-
elomatrebHi, I'm looking to upload a WARC crawl of a small site I did to the Internet Archive, and I came across the FAQ at wiki.archiveteam.org/index.php/Freq…ently_Asked_Questions#halp_pls_halp
-
elomatrebMy upload form currently looks like this: files.elomatreb.eu/f/c72afcd85fd7bd8a5026428d596288d7.png - is this fine?
-
Iki1Someone will probably suggest adding additional metadata of some sort or another, but 1) you probably have the minimal info to upload and 2) you can add metadata after your warc gets uploaded
-
Iki1So go ahead, imo
-
elomatrebIki1: What sort of additional metadata do you suggest?
-
elomatrebAlso, thanks!
-
TheTechRoboYahoo!知恵袋 seems to be still open
-
TheTechRoboOr would a better channel for this be the yahoo answers one?
-
TheTechRoboYeah, I'm moving to #noanswers.
-
thubanyoutube's rss feeds (eg youtube.com/feeds/videos.xml?channel_id=UCrTNhL_yO3tPTdQ5XgmmWjA) all seem to be 404ing for me, even though they're still linked in the page source. anyone else?
-
Jakeseems to be broken.
-
thubanan ill omen
-
roxfanhi, how can I find a specific group in the yahoo groups archive? there's a bunch of different files in the collection
-
thubanroxfan: we're still organizing that data; of you tell us in #yahoosucks which group it is, someone should be able to help you find it
-
thuban*if
-
roxfanthx
-
yanoas far as sci-hub/libgen (see post in #archiveteam) most of it is available via bittorrent, phillm.net/libgen-stats-table-raw.php
-
VerifiedJI guess they are talking about torrentfreak.com/fbi-has-gained-acc…s-apple-account-email-claims-210513
-
russssalso note the actual legal request there was dated Feb 2019, just Apple was unable to reveal it until just now
-
marked
-
betamaxJAA: do you have any idea how rate-limiting twitter is currently?
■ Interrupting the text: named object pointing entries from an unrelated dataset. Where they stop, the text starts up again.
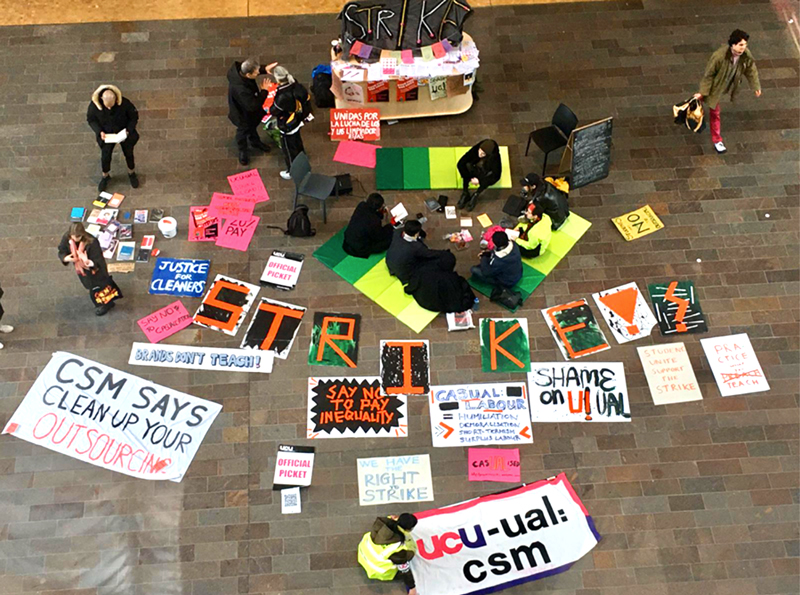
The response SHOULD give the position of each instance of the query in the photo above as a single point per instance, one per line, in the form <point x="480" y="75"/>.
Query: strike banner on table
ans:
<point x="111" y="419"/>
<point x="497" y="541"/>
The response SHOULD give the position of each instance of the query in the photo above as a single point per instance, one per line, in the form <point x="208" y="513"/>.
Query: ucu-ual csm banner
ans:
<point x="112" y="419"/>
<point x="494" y="542"/>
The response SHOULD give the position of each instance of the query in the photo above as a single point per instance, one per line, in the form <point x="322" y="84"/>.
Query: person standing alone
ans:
<point x="724" y="72"/>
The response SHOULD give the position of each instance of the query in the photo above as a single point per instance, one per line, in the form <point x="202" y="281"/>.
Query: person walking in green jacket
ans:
<point x="723" y="75"/>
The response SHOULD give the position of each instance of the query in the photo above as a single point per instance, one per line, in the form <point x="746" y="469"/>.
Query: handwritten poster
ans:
<point x="165" y="322"/>
<point x="578" y="392"/>
<point x="249" y="183"/>
<point x="237" y="232"/>
<point x="349" y="407"/>
<point x="471" y="414"/>
<point x="669" y="374"/>
<point x="494" y="464"/>
<point x="735" y="365"/>
<point x="389" y="480"/>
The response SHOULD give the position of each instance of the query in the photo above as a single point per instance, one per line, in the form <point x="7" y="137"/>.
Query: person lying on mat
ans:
<point x="480" y="165"/>
<point x="365" y="234"/>
<point x="502" y="266"/>
<point x="534" y="231"/>
<point x="408" y="251"/>
<point x="551" y="194"/>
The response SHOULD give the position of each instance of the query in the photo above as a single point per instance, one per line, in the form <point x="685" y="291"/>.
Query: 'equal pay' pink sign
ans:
<point x="494" y="464"/>
<point x="165" y="322"/>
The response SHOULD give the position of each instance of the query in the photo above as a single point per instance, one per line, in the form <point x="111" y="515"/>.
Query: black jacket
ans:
<point x="97" y="276"/>
<point x="440" y="291"/>
<point x="506" y="271"/>
<point x="553" y="201"/>
<point x="366" y="234"/>
<point x="245" y="99"/>
<point x="122" y="115"/>
<point x="488" y="170"/>
<point x="292" y="105"/>
<point x="403" y="256"/>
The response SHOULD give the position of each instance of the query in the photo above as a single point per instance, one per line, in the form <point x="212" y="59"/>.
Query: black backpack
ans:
<point x="299" y="225"/>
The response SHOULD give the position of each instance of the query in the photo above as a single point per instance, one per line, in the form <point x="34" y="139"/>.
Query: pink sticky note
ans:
<point x="165" y="322"/>
<point x="208" y="228"/>
<point x="356" y="153"/>
<point x="224" y="206"/>
<point x="249" y="183"/>
<point x="494" y="464"/>
<point x="237" y="233"/>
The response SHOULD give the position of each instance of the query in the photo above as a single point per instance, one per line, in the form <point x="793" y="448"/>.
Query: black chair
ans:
<point x="556" y="135"/>
<point x="309" y="184"/>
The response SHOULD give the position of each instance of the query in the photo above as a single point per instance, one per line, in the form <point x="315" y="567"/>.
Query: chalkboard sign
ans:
<point x="591" y="153"/>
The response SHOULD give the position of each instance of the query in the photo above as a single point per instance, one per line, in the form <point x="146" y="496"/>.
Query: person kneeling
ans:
<point x="501" y="267"/>
<point x="535" y="232"/>
<point x="365" y="234"/>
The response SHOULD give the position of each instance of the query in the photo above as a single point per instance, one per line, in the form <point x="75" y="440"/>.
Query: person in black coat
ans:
<point x="246" y="104"/>
<point x="111" y="113"/>
<point x="291" y="109"/>
<point x="480" y="165"/>
<point x="408" y="251"/>
<point x="78" y="247"/>
<point x="366" y="234"/>
<point x="501" y="267"/>
<point x="552" y="200"/>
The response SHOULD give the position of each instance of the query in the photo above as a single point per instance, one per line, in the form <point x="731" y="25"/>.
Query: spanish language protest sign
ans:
<point x="111" y="419"/>
<point x="471" y="414"/>
<point x="497" y="541"/>
<point x="578" y="392"/>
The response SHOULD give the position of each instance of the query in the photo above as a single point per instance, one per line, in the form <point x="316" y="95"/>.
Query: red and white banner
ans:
<point x="112" y="419"/>
<point x="494" y="542"/>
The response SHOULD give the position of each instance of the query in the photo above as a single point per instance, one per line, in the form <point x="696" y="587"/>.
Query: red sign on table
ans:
<point x="355" y="124"/>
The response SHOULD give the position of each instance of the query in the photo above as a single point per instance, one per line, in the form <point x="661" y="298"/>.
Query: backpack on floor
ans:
<point x="321" y="82"/>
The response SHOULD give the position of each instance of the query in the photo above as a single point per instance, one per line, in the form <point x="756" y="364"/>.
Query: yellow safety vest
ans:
<point x="374" y="558"/>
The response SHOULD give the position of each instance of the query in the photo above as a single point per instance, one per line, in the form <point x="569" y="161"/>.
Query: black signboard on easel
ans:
<point x="588" y="153"/>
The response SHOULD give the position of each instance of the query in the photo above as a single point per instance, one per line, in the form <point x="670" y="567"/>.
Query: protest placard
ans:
<point x="494" y="464"/>
<point x="226" y="305"/>
<point x="497" y="541"/>
<point x="179" y="276"/>
<point x="346" y="407"/>
<point x="165" y="322"/>
<point x="669" y="374"/>
<point x="112" y="419"/>
<point x="391" y="480"/>
<point x="294" y="466"/>
<point x="490" y="413"/>
<point x="574" y="392"/>
<point x="735" y="365"/>
<point x="200" y="358"/>
<point x="274" y="327"/>
<point x="355" y="124"/>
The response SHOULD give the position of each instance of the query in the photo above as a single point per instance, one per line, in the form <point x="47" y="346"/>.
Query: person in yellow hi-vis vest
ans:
<point x="385" y="552"/>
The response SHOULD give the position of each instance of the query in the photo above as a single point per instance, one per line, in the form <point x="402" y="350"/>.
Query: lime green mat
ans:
<point x="534" y="270"/>
<point x="421" y="168"/>
<point x="371" y="277"/>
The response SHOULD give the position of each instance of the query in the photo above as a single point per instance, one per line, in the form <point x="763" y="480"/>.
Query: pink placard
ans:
<point x="165" y="322"/>
<point x="237" y="233"/>
<point x="356" y="153"/>
<point x="249" y="183"/>
<point x="494" y="464"/>
<point x="224" y="206"/>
I've just added in the next two twitter lists (part 3 and 4 of 17), and am wondering if I can up the concurrency / reduce the delay on the job for part 4 since it's on just twitter.com URLs now
-
JAAbetamax: I haven't seen issues with it, but it's been a while since a job ran faster than default settings because it's usually mixed with outlinks that often can't be run as quickly. In the past, there were no rate limiting issues in twitter.com at all.
-
betamaxI'll give it a try and see how it goes.
-
betamaxI've set it to 9 workers and [0 200] delay. If you (or others) think that's excessive, feel free to reduce. (Whether or not I use similar settings for later parts of the list will depend upon if the parts are running on separate pipelines)
-
JAASo that's actually 6 with 0-200 because there's a hard limit of 6 connections per host. But yeah, we'll see. :-)
-
JAAbetamax: By the way, 70 % done of the websites.